I build an infinite table $[a_{ij}]_{i,j=1,\ldots,\infty}$. The column labels of the table are the elements of $\{0,1\}^*$ (words) in their canonical order and the row labels are specific subsets (languages) in $\mathcal{P}(\{0,1\}^*)$.

Note: I'm not sure if I'm allowed to use the elements of $\mathcal{P}(\{0,1\}^*)$ as row labels, since I know that they are not enumerable - I'm not sure if this is a problem or not. Assuming not, lets continue:

Now for every row $i$ (language), we let $a_{ij}=1$ if the $j$-th word $w_j\in \{0,1\}^*$ (in canonical order) is in that set (language) and $a_{ij}=0$ otherwise.

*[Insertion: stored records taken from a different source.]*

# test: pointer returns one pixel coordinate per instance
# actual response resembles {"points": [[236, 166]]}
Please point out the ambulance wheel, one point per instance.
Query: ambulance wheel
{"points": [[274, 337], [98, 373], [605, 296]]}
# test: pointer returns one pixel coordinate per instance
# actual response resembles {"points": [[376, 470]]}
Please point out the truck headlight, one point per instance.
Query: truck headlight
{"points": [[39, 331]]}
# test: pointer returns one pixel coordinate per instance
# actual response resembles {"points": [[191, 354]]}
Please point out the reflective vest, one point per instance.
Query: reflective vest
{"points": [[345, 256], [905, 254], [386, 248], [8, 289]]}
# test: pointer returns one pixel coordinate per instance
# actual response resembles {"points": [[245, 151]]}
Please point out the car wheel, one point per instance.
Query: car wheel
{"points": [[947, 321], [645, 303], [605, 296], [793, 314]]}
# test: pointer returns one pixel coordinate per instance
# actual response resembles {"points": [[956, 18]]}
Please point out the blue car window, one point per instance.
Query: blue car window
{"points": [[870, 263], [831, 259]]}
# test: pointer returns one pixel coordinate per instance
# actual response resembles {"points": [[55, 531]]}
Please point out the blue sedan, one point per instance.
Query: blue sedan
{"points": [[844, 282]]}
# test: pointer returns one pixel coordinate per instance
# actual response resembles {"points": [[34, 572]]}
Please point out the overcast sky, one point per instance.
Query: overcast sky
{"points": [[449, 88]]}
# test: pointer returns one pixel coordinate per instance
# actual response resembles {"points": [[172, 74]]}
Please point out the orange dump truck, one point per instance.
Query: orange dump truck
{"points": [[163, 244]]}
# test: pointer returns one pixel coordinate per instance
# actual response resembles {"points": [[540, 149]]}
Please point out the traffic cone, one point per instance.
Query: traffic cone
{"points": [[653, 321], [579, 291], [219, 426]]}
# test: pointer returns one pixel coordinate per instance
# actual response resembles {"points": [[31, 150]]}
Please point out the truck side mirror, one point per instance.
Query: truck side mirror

So every row is just an infinite bit-string indicating which words are in the language. And we know that for different languages the bit-string will be different. Then for every language we take that bit string $s$ (row) and map it as follows:

$s\mapsto Number(0.s)\in[0,1]$, where $0.s$ is the binary representation of a real number.

The problem with this solution is that it's not an injection. For example the languages specified by the infinite bit-strings $1\overline{0}=10000000000\ldots$ and $0\overline{1}=011111111111111\ldots$ are clearly different, but they will map to the same real number $\frac{1}{2}$, since in binary $0.1\overline{0} = 0.0\overline{1}$.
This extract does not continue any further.